We can now retrieve a larger set of top_k results. Since the maximum chunk size here is 1000, we can deterministically configure the top_k based on the token limits supported by the language model used in the response generation node. E.g., if the token limit is 100,000 tokens, we can potentially use top_k upto 500 (assuming an average token size of 5 characters).

# src/retrieval_graph/retreival.py
# ...
def make_milvus_retriever(
    configuration: IndexConfiguration, embedding_model: Embeddings, **kwargs
) -> Generator[VectorStoreRetriever, None, None]:
    # ...
    yield vstore.as_retriever(search_kwargs=configuration.search_kwargs)
# ...

Here, search_kwargs = {"k": 10} conveys that retriever will return top 10 results.
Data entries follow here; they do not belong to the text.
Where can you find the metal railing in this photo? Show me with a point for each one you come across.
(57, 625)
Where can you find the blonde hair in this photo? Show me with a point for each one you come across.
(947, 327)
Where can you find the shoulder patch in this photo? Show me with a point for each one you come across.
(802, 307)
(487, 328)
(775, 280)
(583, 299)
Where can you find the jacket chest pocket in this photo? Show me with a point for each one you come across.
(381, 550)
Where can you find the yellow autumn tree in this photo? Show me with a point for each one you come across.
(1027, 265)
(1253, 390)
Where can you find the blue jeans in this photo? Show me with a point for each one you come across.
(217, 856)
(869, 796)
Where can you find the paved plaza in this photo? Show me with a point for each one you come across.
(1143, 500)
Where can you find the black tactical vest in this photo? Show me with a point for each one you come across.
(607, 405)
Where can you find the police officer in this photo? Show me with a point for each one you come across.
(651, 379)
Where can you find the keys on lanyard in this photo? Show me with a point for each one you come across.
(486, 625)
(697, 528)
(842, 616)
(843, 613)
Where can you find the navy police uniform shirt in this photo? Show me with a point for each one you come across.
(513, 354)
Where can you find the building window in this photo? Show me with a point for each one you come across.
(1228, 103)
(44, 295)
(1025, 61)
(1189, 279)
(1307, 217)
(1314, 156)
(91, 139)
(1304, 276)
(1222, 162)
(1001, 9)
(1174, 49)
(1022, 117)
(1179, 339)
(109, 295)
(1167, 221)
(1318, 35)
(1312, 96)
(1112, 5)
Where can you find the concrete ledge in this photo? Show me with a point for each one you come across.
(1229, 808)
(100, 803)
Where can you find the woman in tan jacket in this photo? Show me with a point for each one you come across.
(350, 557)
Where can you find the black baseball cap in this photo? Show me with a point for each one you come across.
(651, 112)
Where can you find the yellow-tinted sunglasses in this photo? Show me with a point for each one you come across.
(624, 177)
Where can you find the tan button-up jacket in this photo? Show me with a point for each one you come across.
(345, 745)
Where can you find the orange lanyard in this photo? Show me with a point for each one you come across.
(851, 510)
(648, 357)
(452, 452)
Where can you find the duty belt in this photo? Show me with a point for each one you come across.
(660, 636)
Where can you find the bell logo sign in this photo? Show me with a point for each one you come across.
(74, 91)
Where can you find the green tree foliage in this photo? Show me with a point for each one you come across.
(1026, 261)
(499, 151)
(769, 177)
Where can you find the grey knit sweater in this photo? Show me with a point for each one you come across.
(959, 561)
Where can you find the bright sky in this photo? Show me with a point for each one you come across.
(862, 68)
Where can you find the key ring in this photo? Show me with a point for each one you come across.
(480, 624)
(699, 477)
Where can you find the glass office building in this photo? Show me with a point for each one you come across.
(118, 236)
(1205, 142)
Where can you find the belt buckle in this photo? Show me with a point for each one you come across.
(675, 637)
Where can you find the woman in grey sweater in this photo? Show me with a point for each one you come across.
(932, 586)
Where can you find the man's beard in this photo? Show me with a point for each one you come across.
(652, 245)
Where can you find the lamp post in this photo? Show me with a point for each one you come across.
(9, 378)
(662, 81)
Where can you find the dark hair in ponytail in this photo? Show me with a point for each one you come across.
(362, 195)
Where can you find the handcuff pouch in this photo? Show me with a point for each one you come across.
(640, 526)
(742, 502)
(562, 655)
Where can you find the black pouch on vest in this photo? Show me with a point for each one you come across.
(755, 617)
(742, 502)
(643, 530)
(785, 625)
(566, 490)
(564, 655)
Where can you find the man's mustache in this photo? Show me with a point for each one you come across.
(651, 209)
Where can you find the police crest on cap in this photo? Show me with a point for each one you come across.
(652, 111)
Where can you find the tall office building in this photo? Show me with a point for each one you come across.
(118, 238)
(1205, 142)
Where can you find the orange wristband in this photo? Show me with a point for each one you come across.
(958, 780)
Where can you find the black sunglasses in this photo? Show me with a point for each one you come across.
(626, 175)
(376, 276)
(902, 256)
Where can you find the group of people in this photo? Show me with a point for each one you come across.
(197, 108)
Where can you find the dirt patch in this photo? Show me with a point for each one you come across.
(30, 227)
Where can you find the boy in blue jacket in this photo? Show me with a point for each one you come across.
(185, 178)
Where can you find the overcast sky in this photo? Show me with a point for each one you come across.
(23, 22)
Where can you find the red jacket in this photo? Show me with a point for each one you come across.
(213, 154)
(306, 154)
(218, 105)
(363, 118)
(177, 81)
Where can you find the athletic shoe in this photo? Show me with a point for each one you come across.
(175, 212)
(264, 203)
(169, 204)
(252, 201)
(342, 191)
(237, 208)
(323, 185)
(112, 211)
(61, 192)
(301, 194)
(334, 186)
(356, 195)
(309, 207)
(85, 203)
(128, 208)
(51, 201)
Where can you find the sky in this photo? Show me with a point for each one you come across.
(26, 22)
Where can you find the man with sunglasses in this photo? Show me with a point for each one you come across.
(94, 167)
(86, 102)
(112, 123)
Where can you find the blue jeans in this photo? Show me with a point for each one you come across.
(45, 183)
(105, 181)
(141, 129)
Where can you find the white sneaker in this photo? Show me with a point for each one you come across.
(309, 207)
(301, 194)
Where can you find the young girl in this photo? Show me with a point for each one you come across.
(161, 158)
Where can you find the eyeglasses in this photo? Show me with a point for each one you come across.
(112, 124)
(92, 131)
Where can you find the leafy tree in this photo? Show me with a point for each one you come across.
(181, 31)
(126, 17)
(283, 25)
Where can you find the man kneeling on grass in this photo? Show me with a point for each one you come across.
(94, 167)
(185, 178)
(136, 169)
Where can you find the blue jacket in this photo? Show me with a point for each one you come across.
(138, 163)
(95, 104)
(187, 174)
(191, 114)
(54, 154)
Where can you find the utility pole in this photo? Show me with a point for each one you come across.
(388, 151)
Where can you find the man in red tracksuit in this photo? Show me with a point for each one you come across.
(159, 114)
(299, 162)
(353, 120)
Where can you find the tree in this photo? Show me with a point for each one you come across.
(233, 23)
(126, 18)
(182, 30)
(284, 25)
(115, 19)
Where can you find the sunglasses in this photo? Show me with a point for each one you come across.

Rate limits during embedding

Embedding Models put limits on the number of token per unit time. Initially, we embedded the whole set of crawled (or split) documents in a single call. For large sites, this ran into rate limit errors.

With the following enhancement we can add a batch size configuration, split documents into multiple batches, and add a time delay to avoid rate limits.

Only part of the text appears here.